Posted by: larry | Dec 3, 2008 9:10:46 AM

A country of the crazygorls, it often appears to be more like one of the larger continents (the men's is big too).

Posted by: krome | Dec 3, 2008 10:25:03 AM

Depression certainly may play a role here, but it's presence is only a consequence of much deeper conflicts within this woman. She is a profoundly selfish and narcissistic person. Which, if recognized but left unaddressed may certainly lead to repeated bouts of depression.

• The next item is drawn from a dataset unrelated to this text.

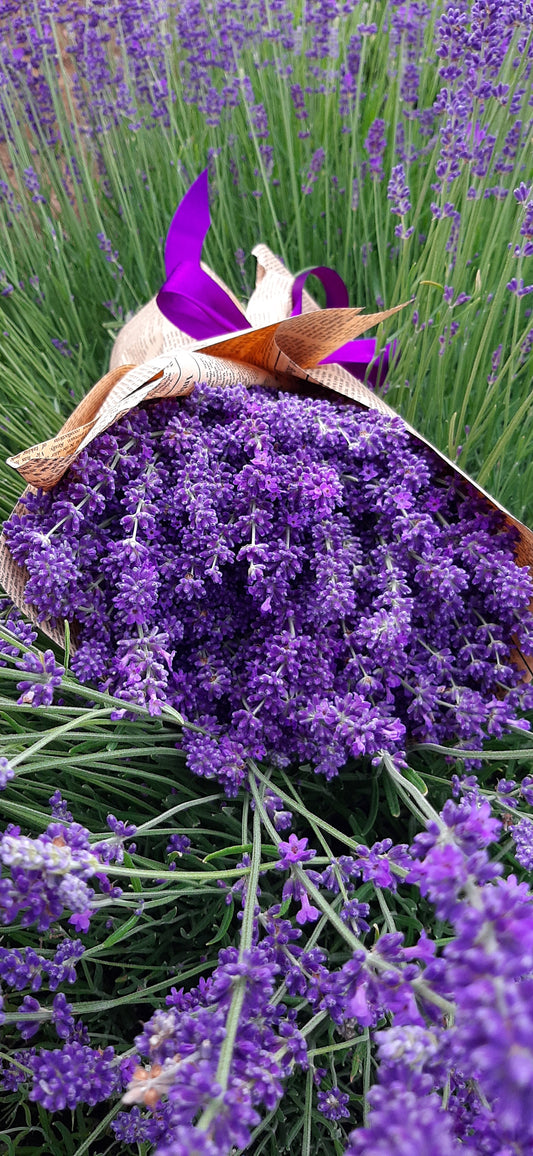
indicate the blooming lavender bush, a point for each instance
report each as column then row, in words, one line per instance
column 390, row 141
column 286, row 964
column 291, row 575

“The problem with that,” my husband says, “is falling in love. If you have sex with someone else, you just might fall in love with them.”

“I’d kill you,” I say.

By her experience and training she knows full well what her husband is attempting to communicate. Her response, while superficially flip, is really intended to foreclose any meaningful conversation and/or prevent any uncomfortable self revelations. He has gone to the heart of the matter as best he can. She camoflages the problem as one of sex, he realizes the problem is really one of intimacy.

This woman can never be intimate because true intimacy means she would have to reveal something of her true self, and this is something she permits no one to see because it is something she loathes and she fears that if anyone else saw it they would loathe her too.

Posted by: ThomasD | Dec 4, 2008 7:50:57 AM

There is definitely a guy version of this, but I think violence is one of the least manifested symptoms. The biggest one is infidelity and inattention. (Yeah, we girls need attention. Put away the porn. Look at her!) I've seen a few violent marriages, and practically all of the violence was on both sides. I think male domestic violence is probably way, way overstated. It exists, but it's not the most common form of crazyguy-ness. The unhappiest women I know, on the other hand, are the ones whose husbands are just cold.